In [1]:
import pandas as pd

### Exercise with MYSQL

In this exercise, I used MySQL to filter and combine information I wanted from the County Health Rankings National Data. I sincerely thank Philip Gigliotti for pointing me to the dataset. https://www.countyhealthrankings.org/explore-health-rankings/rankings-data-documentation

If you download '2021 County Health Rankings National Data' dataset, you will get a very comprehensive dataset that includes a lot of information on each county in the United States. I am interested in exploring health trends in counties that can contribute to better marketing of health insurance policies that could potentially be useful for health insurance companies. 

Keeping the question in mind, I undertook the following steps to derive a dataset that would help me solve the above problem. I used SQL to do the initial cleaning, filtering, and joining datasets. I am going to use Python to do additional wrangling and exploratory data analysis. 

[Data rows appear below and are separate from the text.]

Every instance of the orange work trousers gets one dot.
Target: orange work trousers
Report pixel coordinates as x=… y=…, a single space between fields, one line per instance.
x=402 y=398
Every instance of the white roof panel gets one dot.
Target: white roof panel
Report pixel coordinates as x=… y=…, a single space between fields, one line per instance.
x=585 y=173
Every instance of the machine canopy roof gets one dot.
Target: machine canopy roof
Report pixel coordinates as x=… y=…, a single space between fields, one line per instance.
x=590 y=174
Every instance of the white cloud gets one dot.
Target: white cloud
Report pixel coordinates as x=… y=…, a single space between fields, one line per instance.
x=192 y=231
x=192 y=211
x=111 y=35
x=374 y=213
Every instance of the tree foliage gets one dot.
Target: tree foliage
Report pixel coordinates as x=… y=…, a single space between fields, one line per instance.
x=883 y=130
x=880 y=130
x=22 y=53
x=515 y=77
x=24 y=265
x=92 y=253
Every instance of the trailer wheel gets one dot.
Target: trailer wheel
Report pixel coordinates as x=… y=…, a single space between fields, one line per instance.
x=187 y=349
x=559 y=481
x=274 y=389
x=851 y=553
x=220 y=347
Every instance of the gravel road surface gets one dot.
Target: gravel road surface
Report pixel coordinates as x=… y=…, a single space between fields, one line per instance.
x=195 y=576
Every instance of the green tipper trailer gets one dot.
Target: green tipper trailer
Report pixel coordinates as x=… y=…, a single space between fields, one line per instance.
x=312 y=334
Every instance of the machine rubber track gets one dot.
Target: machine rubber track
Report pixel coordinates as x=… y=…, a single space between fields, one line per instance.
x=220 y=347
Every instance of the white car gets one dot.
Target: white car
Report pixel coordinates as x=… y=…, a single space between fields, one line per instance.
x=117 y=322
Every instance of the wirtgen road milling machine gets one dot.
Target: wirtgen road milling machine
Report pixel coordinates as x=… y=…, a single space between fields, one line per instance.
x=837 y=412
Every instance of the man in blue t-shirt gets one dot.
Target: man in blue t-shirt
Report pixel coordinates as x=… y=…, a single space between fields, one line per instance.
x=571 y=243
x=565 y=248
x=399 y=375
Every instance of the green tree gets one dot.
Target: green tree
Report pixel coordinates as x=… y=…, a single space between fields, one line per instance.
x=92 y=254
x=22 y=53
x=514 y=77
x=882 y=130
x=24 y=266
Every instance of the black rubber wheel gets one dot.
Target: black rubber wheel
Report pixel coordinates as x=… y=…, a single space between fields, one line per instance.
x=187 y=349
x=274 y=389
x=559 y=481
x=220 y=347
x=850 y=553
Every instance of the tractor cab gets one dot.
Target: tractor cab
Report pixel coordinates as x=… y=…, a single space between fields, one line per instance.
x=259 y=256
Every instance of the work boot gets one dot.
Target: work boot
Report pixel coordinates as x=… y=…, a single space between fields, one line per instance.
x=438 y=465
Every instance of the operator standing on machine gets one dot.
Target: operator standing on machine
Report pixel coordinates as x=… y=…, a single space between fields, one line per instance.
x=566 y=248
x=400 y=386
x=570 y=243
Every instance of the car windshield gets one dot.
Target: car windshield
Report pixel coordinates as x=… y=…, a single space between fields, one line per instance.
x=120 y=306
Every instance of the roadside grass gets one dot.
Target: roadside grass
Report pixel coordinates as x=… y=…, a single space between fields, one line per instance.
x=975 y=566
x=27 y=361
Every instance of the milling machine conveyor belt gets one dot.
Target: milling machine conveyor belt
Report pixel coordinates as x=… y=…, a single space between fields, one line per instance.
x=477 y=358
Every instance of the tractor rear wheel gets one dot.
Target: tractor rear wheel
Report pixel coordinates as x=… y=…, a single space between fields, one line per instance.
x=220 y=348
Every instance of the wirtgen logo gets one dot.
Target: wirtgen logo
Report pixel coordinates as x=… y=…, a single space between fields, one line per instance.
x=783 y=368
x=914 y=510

1. I extracted the 'Ranked Measure Data and 'Additional Measure Data' tab. 
2. I saw that it had a lot of 'blanks', as in missing values. This will be problematic when you import the table into SQL. SQL will convert the columns with the Blanks into 'txt' datatype although your column is numeric. Therefore, I used Excel to replace all the blanks with -99. The dataset also had 'x' in the columns which I took to be no information as well. I also changed that to -99. MYSQL will not import rows that it doesn't like resulting in missing data. Therefore, it is necessary to explore your data well before importing. 
3. I then converted the two excel files into separate csv files. The encoding is important here. Excel saves it with UTF-B BOM encoding, which MySQL did not like. Therefore, I opened the files with VSCODE and changed the encoding to UTF. 
4. I created a schema in MySQL called 'County Health Data' and imported the two tables. I checked the datatype of all the columns to make sure that it is what is should be. 
5. The next step was to replace all the '-99s' with NULL so that we can run Null value operations with the data. I did this for one table, which was pretty time intensive as the datasets had a lot of columns. I am going to do the rest in python. I used this query: 

UPDATE tablename
SET columnname = NULL
WHERE columnname = -99;

6. I then joined the two tables. I used the JOIN command because I wanted columns/rows from both the tables. Here is my query. I selected the columns of interest to me at this stage. 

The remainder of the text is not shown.